The Directorate of Labor has sent two Arnarfell sub-contractors letters giving them one week to legally register all their foreign-born employees or else face fines. The directorate was notified of the illegal workers after a bus accident on Sunday.
Magnús M. Norddahl, a lawyer at the Labor Union of Iceland (ASÍ), told Morgunbladid the bus’ vehicle insurance would probably cover the hospital costs of the foreign-born workers injured in the accident since those who were working illegally in Iceland couldn’t expect the Icelandic health insurance system to cover the cost.
The workers in question were participating in the Kárahnjúkar dam project in the eastern highlands and were on their way to Egilsstadir for a day off when the accident occurred.

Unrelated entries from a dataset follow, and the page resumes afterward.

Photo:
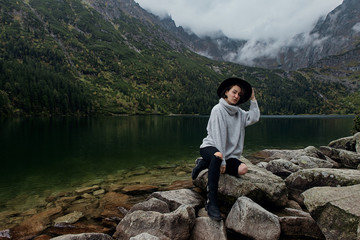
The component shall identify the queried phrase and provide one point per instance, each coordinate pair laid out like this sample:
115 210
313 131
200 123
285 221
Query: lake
39 156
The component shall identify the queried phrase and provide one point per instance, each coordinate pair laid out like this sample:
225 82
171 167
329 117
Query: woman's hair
228 89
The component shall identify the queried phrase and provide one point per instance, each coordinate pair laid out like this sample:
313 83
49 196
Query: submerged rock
174 225
84 236
336 210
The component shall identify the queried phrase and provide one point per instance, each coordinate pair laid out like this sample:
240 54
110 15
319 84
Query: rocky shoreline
310 193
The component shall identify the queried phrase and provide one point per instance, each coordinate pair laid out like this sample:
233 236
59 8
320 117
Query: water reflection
44 154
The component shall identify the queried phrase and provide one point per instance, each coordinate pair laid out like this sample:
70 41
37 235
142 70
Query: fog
266 25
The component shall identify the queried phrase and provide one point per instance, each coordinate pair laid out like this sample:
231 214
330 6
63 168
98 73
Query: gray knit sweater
226 128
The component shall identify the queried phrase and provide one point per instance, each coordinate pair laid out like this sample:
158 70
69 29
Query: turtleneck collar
230 109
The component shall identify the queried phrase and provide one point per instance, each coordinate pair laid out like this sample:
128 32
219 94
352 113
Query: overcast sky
275 21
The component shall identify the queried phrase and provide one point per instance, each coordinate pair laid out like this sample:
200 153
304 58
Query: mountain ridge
84 57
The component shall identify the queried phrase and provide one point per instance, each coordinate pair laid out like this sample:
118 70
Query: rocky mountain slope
334 34
112 57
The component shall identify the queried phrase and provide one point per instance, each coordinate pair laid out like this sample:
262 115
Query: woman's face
233 95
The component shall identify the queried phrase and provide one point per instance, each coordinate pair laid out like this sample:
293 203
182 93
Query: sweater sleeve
217 131
253 115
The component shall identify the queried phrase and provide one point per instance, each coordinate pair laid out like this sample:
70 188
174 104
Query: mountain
334 34
81 57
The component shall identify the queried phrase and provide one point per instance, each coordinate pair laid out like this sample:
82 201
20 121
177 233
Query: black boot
212 207
200 165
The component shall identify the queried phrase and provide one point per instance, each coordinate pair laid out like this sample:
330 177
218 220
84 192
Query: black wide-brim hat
245 87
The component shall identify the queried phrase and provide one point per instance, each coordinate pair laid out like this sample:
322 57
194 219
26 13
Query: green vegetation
356 123
63 57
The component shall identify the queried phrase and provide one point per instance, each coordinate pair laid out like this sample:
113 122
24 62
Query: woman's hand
218 155
253 95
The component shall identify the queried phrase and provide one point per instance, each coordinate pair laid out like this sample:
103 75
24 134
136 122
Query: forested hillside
70 57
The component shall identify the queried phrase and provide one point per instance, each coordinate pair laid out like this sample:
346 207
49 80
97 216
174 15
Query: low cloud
266 25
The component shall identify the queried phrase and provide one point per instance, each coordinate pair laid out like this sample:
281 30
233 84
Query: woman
222 148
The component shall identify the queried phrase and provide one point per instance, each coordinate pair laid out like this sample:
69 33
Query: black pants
213 164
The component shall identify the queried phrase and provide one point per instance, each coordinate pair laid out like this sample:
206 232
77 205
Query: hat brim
245 86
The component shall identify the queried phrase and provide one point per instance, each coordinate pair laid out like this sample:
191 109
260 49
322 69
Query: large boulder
312 162
272 154
84 236
336 210
166 226
282 167
207 229
347 158
251 220
307 178
315 177
176 198
144 236
258 184
346 143
297 224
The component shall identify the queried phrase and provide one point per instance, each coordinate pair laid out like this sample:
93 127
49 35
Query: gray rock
346 143
307 178
282 167
175 198
336 210
290 154
311 162
207 229
258 184
348 159
84 236
165 226
251 220
152 204
144 236
298 224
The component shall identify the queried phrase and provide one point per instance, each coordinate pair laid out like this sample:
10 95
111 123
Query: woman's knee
242 169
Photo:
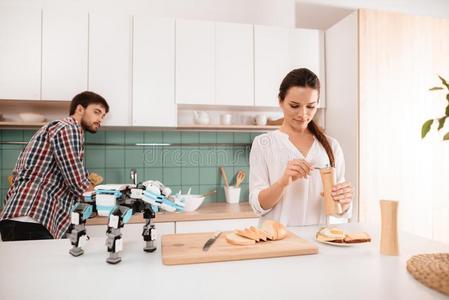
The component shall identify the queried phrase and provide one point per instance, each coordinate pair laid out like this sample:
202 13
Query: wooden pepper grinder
389 244
331 207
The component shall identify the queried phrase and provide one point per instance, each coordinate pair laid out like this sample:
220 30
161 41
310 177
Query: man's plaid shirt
49 176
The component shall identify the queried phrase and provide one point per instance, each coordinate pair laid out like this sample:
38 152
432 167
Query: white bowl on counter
192 202
32 117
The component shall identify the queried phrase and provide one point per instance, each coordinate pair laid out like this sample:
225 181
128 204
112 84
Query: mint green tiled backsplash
188 165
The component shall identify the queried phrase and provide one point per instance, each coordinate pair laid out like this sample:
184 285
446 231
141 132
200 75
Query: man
49 175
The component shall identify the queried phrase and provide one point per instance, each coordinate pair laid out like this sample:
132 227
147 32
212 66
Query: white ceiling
315 16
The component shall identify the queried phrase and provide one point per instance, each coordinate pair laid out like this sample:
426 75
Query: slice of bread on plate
360 237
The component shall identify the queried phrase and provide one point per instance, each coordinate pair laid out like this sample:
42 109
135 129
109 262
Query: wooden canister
331 207
389 244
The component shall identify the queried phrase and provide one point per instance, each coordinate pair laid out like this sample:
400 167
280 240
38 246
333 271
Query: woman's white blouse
301 203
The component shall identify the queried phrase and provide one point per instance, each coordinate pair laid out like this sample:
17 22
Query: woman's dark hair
305 78
85 99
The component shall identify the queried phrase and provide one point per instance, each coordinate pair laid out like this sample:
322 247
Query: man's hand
94 179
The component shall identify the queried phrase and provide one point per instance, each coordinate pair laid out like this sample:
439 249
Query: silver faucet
133 175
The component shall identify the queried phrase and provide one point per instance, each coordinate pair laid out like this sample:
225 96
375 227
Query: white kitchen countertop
45 270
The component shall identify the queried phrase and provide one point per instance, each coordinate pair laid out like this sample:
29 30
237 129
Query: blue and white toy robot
120 202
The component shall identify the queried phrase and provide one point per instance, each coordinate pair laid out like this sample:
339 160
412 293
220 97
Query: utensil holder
232 194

Twenty of 29 workers in the bus had not been registered with the Directorate of Labor.
Sverrir Már Albertsson, managing director of AFL, the labor union in east Iceland, said foreign-born workers often seek assistance from the union when they need health care because their employers did not give them the required health insurance.
Albertsson said the health care system in Iceland does not turn anyone down although they lack health insurance and no one knows who will pay the bills.
“I think people should think about the cost to the community because of these people’s unpaid hospital bills,” Albertsson said. “It is like there is a new line of work in Iceland–employing unregistered foreign-born workers. […] Companies sacrifice their employees’ rights in order to save unbelievably small amounts.”
Robert Swiesiulski, a Polish worker who is currently recovering in the hospital after breaking his leg in Sunday’s bus accident, told Morgunbladid he does not know what his employment status will be after he leaves the hospital.
“Neither I nor any of the other workers at the hospital know what is going to happen because our employers haven’t contacted us. We’re just lying here waiting,” Swiesiulski said.